Рябинин и Вулевич под руки ввели Ильяшевича. Он был бос, в одной рубахе, с гитарой в руке. Мокрые волосы и усы слиплись, висели сосульками, с них капала вода.
— Батюшка ты наш… — Хошев не знал, то ли радоваться, что Ильяшевич жив, то ли огорчаться его жалкому виду.
— В чем дело, господа? — промычал Ильяшевич. — Ах, это вы, поручик? Я вас таким первачом угощу!
— Где он взял водку? — строго спросил Ульянцев Рябинина.
Тот пожал плечами.
— Врешь, братец, — отпихнул его Ильяшевич. — Не ты ли выменял мои сапоги на самогон?

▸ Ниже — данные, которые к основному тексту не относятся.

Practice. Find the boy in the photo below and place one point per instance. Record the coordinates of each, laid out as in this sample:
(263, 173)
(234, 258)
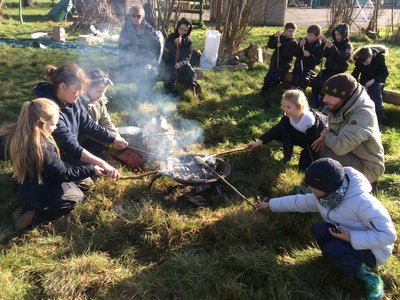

Ульянцев посмотрел на Рябинина взглядом, не обещавшим ничего хорошего. А Ильяшевич забренчал на гитаре и запел:
Я пригвожден к трактирной стойке, Я пьян давно, мне все равно. Нон счастие мое на тройке В сребристый дым унесено-о-о…Каково, а? Блок! Ты читал Блока, матрос?
— Идите-ка проспитесь, полковник.
Рябинин и Вулевич увели Ильяшевича.
— Мы освободим вас, батюшка! — крикнул вслед Хошев.
Ильяшевич повернулся в дверях и устало улыбнулся ему:
— Пустое, милый, все пустое. "Я пьян давно, мне все равно…"
Хошев был готов грызть ногти: от досады и злости: его кумир пал в его глазах. А этот чертов матрос еще и посмеивается…
— Мы требуем немедленного освобождения полковника Ильяшевича!
— Сперва вы освободите наших парламентеров и соберите свой отряд. Мне поговорить надо с вашими людьми"
— Они растерзают вас, — криво усмехнулся Хошев.
— В таком случае предлагаю провести делегатское собрание. Попытаемся мирно обсудить ваши условия.